EZEKIEL TUMA: Kuwait has made progress towards relaxing corporate ownership restrictions. However, this remains one of the main limitations that foreign investors face. Subject to certain exceptions, there is a general requirement that at least 51% of the shares of a company be held by individual or corporate Kuwaiti nationals. A significant number of foreign investors are therefore not able to fully own businesses in the country, and the prospect of having limited control over an entity is unattractive to them.
This situation can be addressed by making further amendments to the foreign ownership restrictions, particularly with respect to non-sensitive sectors. Certain other jurisdictions in the GCC have taken more permissive stances with respect to foreign ownership, such as by generally permitting up to 100% foreign ownership in ventures, except for certain reserved sectors such as commercial agencies. These jurisdictions have seen positive results in terms of cumulative foreign direct investment.
How has the Competition Law impacted mergers and acquisitions (M&A) activity and the country’s overall business environment?

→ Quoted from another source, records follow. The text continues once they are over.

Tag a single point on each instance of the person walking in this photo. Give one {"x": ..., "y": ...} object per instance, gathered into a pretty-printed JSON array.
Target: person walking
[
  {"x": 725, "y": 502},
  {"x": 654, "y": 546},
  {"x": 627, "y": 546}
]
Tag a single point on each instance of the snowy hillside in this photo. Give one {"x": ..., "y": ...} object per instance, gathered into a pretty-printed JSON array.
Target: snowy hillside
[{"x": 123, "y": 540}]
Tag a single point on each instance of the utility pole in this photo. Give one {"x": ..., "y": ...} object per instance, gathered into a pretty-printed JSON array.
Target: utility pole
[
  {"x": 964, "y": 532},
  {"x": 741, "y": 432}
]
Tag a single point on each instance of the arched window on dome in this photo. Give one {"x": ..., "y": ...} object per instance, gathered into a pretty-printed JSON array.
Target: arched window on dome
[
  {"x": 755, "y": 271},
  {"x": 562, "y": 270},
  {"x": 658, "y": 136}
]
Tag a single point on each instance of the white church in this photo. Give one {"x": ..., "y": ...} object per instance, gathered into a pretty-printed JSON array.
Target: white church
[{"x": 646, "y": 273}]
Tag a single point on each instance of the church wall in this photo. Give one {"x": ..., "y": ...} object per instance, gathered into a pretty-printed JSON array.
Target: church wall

TUMA: The new Competition Law is a welcome development as it should protect the market and consumers. However, it is important that the law is implemented in such a manner that it does not become a hindrance to business. The law has impacted M&A activity significantly given that the current financial thresholds that trigger the application of the law are quite low and are much lower than those in other regional markets. By applying such a low threshold, a large volume of transactions are impacted and are required to submit an economic concentration application to the Competition Protection Agency (CPA). Such a requirement can lead to a critical loss of time, bearing in mind that M&A deals are often time-sensitive.
Revising the financial thresholds would benefit the overall business environment. Additionally, the CPA may consider introducing a fast-track option for straightforward cases, and in practice these tend to comprise the majority of submitted applications. In certain jurisdictions the approval process is separated into two stages: a first stage for the majority of cases where approvals are issued within 30 days and a second stage that deals with more complex cases requiring detailed review.
What factors have led to the rise in initial public offerings (IPOs), and how are international investors responding to new listings?
TUMA: One of the main reasons for the rise in the number of IPOs is current oil prices, which have led to an increase in liquidity that can be invested in such offerings. Business owners see this as an opportunity to raise capital. In addition, the legal reforms enacted by the Capital Markets Authority and Boursa Kuwait have enabled the IPO process to be more streamlined and predictable. Boursa Kuwait has also made efforts to internationalise investment opportunities in the local market by facilitating the admission of Kuwaiti stocks to various international indices. These developments have encouraged local businesses to seriously consider IPOs.
Kuwait is also experiencing a generational change in its large family-owned business community. A number of merchant families understand that if they wish to enjoy long-term success, listing on the stock exchange is a viable way to proceed. Listing would enable the company to attract additional capital, become more institutionalised and implement better governance practices, all of which can stimulate growth and enhance capabilities for expansion in the domestic, regional and international markets.